The POI study is not a one-off, it’s an endemic consumer goods industry problem. And it illustrates the issue of a lack of information flows, particularly ‘back the other way’ from field sales and merchandising teams to key accounts and to retailers. This is resulting in roadblocks to better promotions and sales volume planning across all parts of the supply chain.
But the ‘nirvana’ of 3-way communication between key account, field sales teams, and the retailer is achievable.
Currently there are one way communication and data silos. Whilst instore activities and promotions are planned and agreed between key accounts and the retailer, and some or most of the resulting execution information and instructions flow from key account managers to field sales and merchandising teams and related instore agencies to execute, most of this information is one-way.
Where Trade Promotion Management (TPM) systems are often linked to an organisation’s ERP system, often the field Retail Sales In-store Execution and Customer Relationship Management (CRM) systems are standalone. The TPM and Retail Sales systems are not linked, thus the flow of information is not two-way.
Achieving nirvana in this scenario is the ability to plan at both the field customer and key account levels, where everything you look at from a field sales POS (Point-of-Sale) data perspective influences key account planning. In effect, evolving field sales data into a predictive analytics tool for production and demand forecasting, sales planning, sales force deployment balancing, and even accruals management.
Integrating POS data including that from the retailer enables the ability to calculate different variable impacts on demand and ROI planning such as changing SKUs, product groupings, customer buying groups, volume, phasing, impacts of cannibalisation and sort term seasonality or external key event impacts. Individual store data can be aggregated geographically such as by state to tailor promotional activities to specific areas. Promotion execution data can yield cost-to-serve information that can be used to define future promotions.
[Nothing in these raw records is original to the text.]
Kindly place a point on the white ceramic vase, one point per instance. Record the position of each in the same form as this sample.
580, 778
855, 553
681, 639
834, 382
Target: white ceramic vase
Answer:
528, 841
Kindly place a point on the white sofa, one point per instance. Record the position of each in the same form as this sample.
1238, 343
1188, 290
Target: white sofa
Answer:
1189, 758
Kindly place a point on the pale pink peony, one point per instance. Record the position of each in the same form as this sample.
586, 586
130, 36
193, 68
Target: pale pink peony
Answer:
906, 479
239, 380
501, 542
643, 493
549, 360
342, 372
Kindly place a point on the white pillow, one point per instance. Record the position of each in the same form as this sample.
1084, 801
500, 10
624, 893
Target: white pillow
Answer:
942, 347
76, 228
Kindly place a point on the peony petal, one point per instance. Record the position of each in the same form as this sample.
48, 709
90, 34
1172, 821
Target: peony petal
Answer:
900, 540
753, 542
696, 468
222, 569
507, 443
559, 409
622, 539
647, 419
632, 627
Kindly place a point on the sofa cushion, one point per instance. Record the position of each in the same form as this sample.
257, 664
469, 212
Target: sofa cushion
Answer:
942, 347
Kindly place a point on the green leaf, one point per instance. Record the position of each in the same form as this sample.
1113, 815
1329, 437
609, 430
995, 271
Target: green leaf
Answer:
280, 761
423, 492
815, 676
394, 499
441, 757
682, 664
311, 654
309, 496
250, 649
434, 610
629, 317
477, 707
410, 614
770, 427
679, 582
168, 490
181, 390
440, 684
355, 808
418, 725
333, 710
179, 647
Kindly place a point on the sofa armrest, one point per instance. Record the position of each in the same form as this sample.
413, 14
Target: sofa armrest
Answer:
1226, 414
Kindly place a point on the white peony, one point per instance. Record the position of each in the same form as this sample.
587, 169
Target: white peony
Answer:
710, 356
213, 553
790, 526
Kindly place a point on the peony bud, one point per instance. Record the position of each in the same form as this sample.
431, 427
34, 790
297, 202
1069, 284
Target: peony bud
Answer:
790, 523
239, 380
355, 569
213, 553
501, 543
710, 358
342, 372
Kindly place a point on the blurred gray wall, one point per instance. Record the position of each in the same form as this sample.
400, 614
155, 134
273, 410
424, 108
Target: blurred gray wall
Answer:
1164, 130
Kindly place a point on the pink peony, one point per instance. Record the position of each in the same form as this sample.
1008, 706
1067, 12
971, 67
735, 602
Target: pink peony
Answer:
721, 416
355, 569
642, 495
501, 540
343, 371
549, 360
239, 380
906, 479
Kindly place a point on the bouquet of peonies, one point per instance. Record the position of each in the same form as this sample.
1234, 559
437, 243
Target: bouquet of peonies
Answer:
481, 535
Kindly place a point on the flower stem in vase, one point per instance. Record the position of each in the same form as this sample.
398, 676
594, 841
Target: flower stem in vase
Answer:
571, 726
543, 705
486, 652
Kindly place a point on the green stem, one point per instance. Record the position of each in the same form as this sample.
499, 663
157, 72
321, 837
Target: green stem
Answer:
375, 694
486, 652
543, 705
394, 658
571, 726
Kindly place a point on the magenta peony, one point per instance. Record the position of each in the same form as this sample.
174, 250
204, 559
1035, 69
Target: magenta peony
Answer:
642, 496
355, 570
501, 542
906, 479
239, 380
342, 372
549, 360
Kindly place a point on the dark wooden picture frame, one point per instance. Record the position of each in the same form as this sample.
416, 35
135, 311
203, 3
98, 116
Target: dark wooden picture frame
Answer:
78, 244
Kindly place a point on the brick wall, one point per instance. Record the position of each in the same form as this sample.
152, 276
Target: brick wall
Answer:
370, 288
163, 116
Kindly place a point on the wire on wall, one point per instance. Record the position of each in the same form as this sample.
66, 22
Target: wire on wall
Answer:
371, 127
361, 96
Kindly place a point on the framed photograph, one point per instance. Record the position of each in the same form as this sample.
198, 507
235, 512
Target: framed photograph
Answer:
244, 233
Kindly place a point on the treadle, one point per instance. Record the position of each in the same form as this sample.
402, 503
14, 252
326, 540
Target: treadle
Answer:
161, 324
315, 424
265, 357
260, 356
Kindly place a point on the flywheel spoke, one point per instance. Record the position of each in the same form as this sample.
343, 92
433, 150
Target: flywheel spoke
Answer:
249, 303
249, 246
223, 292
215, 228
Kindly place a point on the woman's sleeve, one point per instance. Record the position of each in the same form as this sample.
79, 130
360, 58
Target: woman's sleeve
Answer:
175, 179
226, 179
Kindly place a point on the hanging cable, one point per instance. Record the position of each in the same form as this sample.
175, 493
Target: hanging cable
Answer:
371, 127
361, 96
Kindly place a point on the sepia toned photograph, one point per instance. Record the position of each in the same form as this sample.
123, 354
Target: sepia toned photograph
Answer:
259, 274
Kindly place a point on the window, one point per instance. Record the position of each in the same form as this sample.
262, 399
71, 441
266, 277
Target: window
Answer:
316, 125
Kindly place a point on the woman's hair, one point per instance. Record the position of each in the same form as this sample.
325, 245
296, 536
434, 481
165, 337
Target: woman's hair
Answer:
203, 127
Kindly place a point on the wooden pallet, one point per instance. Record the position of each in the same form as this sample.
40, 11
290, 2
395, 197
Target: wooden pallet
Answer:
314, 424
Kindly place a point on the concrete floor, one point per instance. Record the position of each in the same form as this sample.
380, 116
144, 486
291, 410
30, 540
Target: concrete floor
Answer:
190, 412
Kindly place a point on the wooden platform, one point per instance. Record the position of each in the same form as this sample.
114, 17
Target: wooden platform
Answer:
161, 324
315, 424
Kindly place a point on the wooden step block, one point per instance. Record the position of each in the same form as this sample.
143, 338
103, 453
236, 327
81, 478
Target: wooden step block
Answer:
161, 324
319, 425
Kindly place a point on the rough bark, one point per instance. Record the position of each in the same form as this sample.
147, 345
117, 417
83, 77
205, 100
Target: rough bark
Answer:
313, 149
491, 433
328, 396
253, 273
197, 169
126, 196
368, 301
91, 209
Getting there involves expanding and digitising the scope of what the field sales teams collect, beyond compliance. Determining how the existing data can be used to inform planning, and what additional data could better inform planning and real-time activity adjustments. Then getting a system that integrates your TPM, Retail Execution, and CRM systems all via the company ERP.
By creating a holistic view through a single data source of truth, and a two-way information flow, you can better manage forecasting and supply as well as cost to serve, as well as provide tools for field teams to better influence instore negotiations with retail partners.